- Dyskusje na temat celibatu będą na pewno bardzo mocne. To nie jest dogmat, tylko kwestia wynikająca z dyscypliny kościelnej. Być może to czas na rozmowy na ten temat – oznajmił. I choć niewątpliwie jest do prawda, to nie ma powodów, by zapominać o tym, że te rozstrzygnięcia prawne są umocowane także w teologii katolickiej, a do tego nie widać powodów, dla których akurat taka dyskusja miałaby mieć teraz w Kościele miejsce.

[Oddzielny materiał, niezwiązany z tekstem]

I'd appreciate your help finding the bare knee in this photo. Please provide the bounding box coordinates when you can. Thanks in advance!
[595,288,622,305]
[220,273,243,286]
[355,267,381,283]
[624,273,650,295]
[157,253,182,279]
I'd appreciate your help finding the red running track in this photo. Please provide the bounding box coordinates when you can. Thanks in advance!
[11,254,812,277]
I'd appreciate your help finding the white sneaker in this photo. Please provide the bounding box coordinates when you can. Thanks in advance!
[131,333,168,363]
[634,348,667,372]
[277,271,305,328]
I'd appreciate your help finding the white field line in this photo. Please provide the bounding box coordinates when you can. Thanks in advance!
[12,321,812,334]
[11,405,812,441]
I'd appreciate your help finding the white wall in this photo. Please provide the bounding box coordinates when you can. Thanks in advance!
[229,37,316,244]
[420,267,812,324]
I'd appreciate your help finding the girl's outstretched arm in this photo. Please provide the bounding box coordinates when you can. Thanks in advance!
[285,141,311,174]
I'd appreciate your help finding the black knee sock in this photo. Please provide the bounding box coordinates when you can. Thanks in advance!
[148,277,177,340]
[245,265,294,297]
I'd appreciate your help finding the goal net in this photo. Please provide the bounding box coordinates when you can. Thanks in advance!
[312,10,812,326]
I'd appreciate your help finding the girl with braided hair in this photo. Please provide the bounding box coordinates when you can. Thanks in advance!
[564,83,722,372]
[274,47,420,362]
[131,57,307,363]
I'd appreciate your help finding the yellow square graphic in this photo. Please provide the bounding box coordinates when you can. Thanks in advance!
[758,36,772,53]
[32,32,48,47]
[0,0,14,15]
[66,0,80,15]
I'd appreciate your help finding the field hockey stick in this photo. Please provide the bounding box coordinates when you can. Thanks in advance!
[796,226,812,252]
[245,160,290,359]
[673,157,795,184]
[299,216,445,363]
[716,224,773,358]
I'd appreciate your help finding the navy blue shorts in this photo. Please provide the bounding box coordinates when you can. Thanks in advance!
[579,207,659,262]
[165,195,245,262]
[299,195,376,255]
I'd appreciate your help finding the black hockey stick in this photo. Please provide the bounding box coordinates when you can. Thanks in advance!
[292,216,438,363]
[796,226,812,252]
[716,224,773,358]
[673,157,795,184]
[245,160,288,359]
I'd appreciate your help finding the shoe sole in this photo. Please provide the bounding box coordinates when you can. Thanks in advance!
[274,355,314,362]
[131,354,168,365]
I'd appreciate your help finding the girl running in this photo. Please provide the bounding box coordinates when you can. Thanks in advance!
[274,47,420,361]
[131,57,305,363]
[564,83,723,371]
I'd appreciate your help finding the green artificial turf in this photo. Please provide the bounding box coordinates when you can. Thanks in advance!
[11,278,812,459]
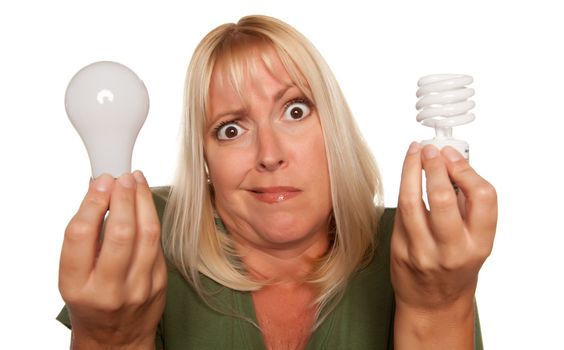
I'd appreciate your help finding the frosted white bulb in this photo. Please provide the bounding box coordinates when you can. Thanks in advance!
[416,74,475,159]
[65,61,149,178]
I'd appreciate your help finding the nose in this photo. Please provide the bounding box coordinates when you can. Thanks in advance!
[256,125,287,172]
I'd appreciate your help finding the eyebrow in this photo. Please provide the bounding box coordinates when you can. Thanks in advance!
[212,84,297,123]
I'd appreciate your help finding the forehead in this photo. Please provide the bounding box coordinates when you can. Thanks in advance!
[208,47,295,116]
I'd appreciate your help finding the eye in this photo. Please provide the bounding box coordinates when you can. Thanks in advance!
[215,121,245,140]
[284,100,311,120]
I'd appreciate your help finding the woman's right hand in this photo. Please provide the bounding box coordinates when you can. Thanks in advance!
[59,171,167,349]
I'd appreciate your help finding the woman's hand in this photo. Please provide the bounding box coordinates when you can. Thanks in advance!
[59,171,167,349]
[391,143,497,349]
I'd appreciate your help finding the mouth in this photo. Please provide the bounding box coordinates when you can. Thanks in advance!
[249,186,301,204]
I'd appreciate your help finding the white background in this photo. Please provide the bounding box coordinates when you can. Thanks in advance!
[0,0,564,349]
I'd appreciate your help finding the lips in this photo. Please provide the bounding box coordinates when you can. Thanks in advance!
[249,186,301,204]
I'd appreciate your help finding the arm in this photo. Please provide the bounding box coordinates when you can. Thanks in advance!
[391,144,497,350]
[59,172,167,349]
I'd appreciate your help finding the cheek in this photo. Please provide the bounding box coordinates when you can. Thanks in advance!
[206,147,252,191]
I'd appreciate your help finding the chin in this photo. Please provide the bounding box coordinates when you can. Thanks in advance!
[257,219,320,246]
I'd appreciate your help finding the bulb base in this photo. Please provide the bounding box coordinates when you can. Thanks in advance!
[420,137,470,160]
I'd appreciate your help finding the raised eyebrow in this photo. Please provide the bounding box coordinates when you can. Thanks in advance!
[274,84,297,101]
[210,108,246,125]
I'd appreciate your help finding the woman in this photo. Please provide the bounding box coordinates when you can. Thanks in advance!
[60,16,497,349]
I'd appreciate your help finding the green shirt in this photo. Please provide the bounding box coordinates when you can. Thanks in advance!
[57,191,483,350]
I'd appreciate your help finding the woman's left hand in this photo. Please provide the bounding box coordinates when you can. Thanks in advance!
[391,143,497,348]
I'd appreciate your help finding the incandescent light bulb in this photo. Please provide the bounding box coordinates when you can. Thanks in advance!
[65,61,149,178]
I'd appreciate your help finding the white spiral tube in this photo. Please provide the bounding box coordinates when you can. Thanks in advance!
[416,74,475,159]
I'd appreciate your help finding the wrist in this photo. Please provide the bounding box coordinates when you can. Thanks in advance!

Ale opinia ks. Sowy i tak nawet nie umywa się do „mądrości” Kamila Sipowicza. - Większość czynów pedofilskich w Kościele wynikała z życia w celibacie. Energia seksualna tych mężczyzn jest bardzo silna. Dokonywali tych czynów nie dlatego, że są pedofilami, tylko dlatego, że żyją w celibacie. Nowy papież musi się szybko zająć tym problemem – oznajmił. I z tym już trudno dyskutować. Większość zdecydowaną skandali seksualnych stanowią bowiem akty homoseksualne. A w przypadku homoseksualistów zniesienie celibatu nic nie zmieni. Trzeba zwyczajnie zastosować wobec nich zasadę zero tolerancji i zaprzestać ich wyświęcenia. I wtedy celibat nie będzie wywoływał takich skandali, ale będzie wielkim darem dla Kościoła.